Denmark in top five when it comes to safest roads in EU

Stephen Gadd
April 12th, 2018

This article is more than 5 years old.

Danes are moving in the right direction when it comes to reducing the number of people killed on the roads

How much will the measures slow traffic? (photo: Lars Bo Wassini)

A new report from the European Commission puts Denmark high up the list when it comes to road safety in the EU.

The report looked at road deaths for 2017 throughout the EU, and when it comes to the fewest number of fatal road accidents, Sweden came top with 25 deaths per million inhabitants, followed by the UK, the Netherlands and Denmark – with 32 deaths per million inhabitants.

READ ALSO: Fewer killed on Danish roads in 2017

In Denmark’s case this was a 13 percent improvement on the previous year, where 37 deaths per million inhabitants were recorded.

Bottom of the list were Romania and Bulgaria, with over 80 deaths per million inhabitants.

Bearing positive fruit
Denmark’s increasingly better showing appears to be the fruits of initiatives that began in the early 1990s to improve road safety, which have been constantly re-evaluated and updated, reports News Øresund.

“The transport safety organisation Rådet for Sikker Trafik drew up an action plan in the ’90s to halve the number of deaths and injuries in traffic over 12 years, and it was updated with new goals in 2013,” said Jesper Sølund from the organisation.

Instead of halving the numbers, the 2013 update amended the previous wording to “… the number of deaths in 2020 should not exceed 120”.

Another element of the original action plan was that cars should have their rear lights placed higher up so that they would be more visible over a longer distance.

In addition, roundabouts have helped to reduce accidents at junctions, and building more stretches of motorway has channelled traffic away from narrower country roads where accidents often occurred.

A greater awareness of safety
Danes have become more road safety-conscious in general. Seatbelt wearing has gone up from around 80 percent in the 1990s to 96 percent today.

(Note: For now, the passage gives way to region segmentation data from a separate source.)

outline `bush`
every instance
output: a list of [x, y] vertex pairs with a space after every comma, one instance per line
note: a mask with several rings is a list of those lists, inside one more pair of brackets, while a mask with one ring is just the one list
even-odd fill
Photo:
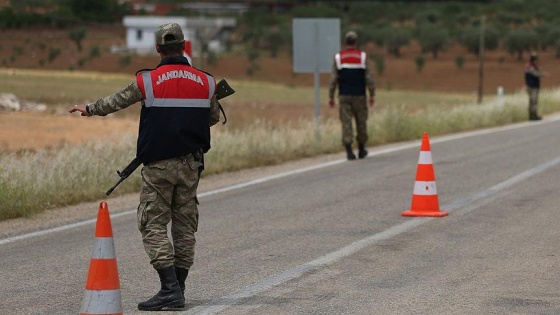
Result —
[[455, 66], [457, 67], [457, 69], [463, 69], [464, 64], [465, 64], [465, 57], [464, 56], [455, 57]]

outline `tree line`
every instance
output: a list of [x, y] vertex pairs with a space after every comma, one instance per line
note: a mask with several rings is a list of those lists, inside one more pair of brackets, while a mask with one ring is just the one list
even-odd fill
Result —
[[[151, 1], [152, 3], [158, 1]], [[178, 1], [159, 1], [178, 2]], [[237, 36], [228, 47], [243, 48], [251, 59], [260, 51], [276, 56], [291, 51], [293, 18], [340, 18], [342, 32], [356, 30], [361, 42], [371, 42], [388, 54], [418, 42], [433, 58], [451, 45], [478, 54], [480, 21], [485, 19], [484, 48], [503, 48], [517, 58], [531, 50], [560, 52], [560, 1], [285, 1], [285, 10], [270, 1], [246, 1], [249, 9], [238, 19]], [[130, 4], [117, 0], [11, 0], [0, 9], [0, 29], [76, 24], [120, 23]], [[212, 15], [180, 9], [170, 15]], [[223, 15], [223, 12], [219, 14]]]

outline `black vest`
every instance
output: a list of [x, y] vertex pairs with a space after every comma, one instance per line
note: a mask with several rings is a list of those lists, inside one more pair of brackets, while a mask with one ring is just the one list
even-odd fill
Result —
[[144, 164], [210, 149], [210, 99], [214, 78], [185, 57], [166, 57], [157, 68], [139, 71], [144, 100], [137, 158]]

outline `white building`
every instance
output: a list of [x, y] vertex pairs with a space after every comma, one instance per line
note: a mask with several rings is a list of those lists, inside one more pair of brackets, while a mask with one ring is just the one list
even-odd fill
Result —
[[155, 32], [158, 26], [165, 23], [177, 23], [183, 29], [185, 40], [191, 41], [192, 50], [200, 49], [204, 41], [213, 50], [223, 47], [224, 31], [235, 27], [233, 18], [190, 18], [184, 16], [125, 16], [123, 25], [126, 27], [126, 49], [138, 54], [156, 54]]

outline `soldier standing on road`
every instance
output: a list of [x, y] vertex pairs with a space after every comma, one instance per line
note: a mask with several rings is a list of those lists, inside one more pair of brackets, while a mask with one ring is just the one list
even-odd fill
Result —
[[538, 56], [532, 52], [529, 63], [525, 66], [525, 85], [529, 94], [529, 120], [541, 120], [537, 113], [539, 102], [539, 89], [541, 87], [541, 77], [544, 75], [539, 69]]
[[367, 118], [368, 106], [366, 88], [369, 91], [369, 106], [375, 102], [375, 84], [370, 72], [367, 54], [358, 49], [358, 35], [354, 31], [344, 36], [345, 48], [334, 57], [331, 82], [329, 87], [329, 106], [335, 107], [334, 94], [338, 85], [339, 116], [342, 123], [342, 144], [346, 149], [348, 160], [355, 160], [352, 151], [353, 127], [356, 121], [356, 140], [358, 157], [363, 159], [368, 152], [365, 148], [368, 140]]
[[[114, 95], [74, 105], [69, 112], [105, 116], [142, 102], [136, 157], [142, 168], [138, 228], [161, 290], [138, 304], [143, 311], [183, 309], [185, 280], [193, 264], [198, 227], [196, 198], [210, 126], [219, 121], [216, 81], [189, 65], [184, 36], [176, 23], [156, 31], [160, 64], [141, 70]], [[171, 222], [173, 242], [167, 236]]]

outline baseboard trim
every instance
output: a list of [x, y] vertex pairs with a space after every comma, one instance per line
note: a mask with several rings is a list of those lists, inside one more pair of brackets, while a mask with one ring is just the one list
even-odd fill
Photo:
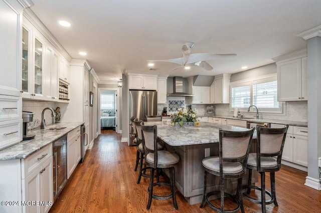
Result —
[[314, 190], [321, 190], [321, 180], [319, 179], [315, 179], [308, 176], [305, 177], [305, 186], [310, 187]]
[[128, 142], [128, 138], [121, 138], [121, 140], [120, 140], [121, 142]]
[[307, 167], [299, 165], [298, 164], [294, 164], [284, 160], [282, 160], [281, 164], [296, 168], [297, 170], [301, 170], [301, 171], [307, 172]]
[[91, 140], [91, 142], [90, 142], [90, 144], [89, 144], [89, 146], [88, 146], [87, 150], [91, 150], [91, 148], [92, 148], [92, 146], [94, 146], [94, 140]]

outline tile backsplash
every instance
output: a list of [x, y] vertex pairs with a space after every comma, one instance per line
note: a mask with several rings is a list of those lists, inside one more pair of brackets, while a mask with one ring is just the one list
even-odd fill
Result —
[[[34, 117], [32, 122], [29, 124], [31, 129], [37, 128], [40, 126], [41, 122], [41, 114], [42, 110], [46, 108], [51, 108], [56, 110], [55, 104], [50, 102], [40, 102], [37, 100], [25, 100], [22, 102], [23, 111], [28, 111], [34, 112]], [[44, 114], [45, 120], [46, 124], [50, 124], [54, 122], [54, 118], [51, 116], [51, 112], [47, 110]]]

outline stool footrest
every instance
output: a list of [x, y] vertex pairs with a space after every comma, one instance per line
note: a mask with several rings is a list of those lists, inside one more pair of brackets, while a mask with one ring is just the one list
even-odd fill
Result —
[[236, 208], [235, 208], [233, 210], [221, 210], [220, 208], [218, 208], [212, 205], [212, 204], [211, 204], [210, 202], [210, 201], [209, 200], [209, 198], [211, 196], [212, 196], [215, 194], [221, 194], [221, 192], [211, 192], [208, 193], [206, 194], [206, 196], [205, 198], [205, 200], [206, 200], [206, 202], [207, 203], [207, 204], [209, 205], [209, 206], [211, 207], [212, 209], [218, 212], [228, 212], [228, 213], [234, 213], [234, 212], [238, 212], [239, 210], [241, 208], [241, 204], [240, 204], [240, 202], [239, 202], [239, 201], [236, 199], [236, 198], [235, 198], [234, 196], [228, 193], [224, 192], [224, 196], [227, 196], [230, 199], [232, 200], [233, 202], [237, 204], [237, 206], [236, 206]]
[[[171, 184], [167, 182], [155, 182], [153, 184], [152, 186], [168, 186], [171, 187]], [[150, 193], [149, 187], [148, 189], [148, 193]], [[152, 198], [156, 200], [166, 200], [170, 199], [172, 198], [173, 198], [173, 194], [172, 194], [168, 196], [157, 196], [154, 194], [152, 195]]]
[[[254, 190], [259, 190], [261, 192], [262, 192], [262, 188], [261, 188], [259, 186], [243, 186], [242, 187], [242, 188], [245, 189], [245, 188], [252, 188]], [[267, 200], [265, 200], [265, 204], [267, 205], [269, 204], [271, 204], [274, 201], [274, 196], [272, 195], [272, 194], [271, 194], [270, 192], [269, 192], [269, 191], [268, 191], [267, 190], [265, 190], [265, 194], [267, 195], [268, 195], [270, 198], [270, 199]], [[254, 202], [255, 204], [262, 204], [262, 200], [255, 200], [255, 199], [253, 199], [251, 198], [250, 198], [250, 196], [249, 196], [249, 194], [248, 194], [246, 192], [243, 192], [243, 195], [244, 196], [244, 198], [247, 200], [250, 200], [253, 202]]]

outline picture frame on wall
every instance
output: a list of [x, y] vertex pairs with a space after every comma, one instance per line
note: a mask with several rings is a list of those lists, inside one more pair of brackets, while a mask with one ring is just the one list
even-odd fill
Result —
[[89, 92], [89, 106], [94, 106], [94, 93], [92, 92]]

“Generally, we are driving more slowly and the number of drivers under the influence of alcohol has also gone down. That is partly a result of more targeted police checks on motorists, which have stressed that the rules of the road really matter,” added Sølund.

Sølund points out that the Nordic countries co-operate closely on ways of improving road safety. He also added that if Norway was included in the survey, it would probably come top of the list.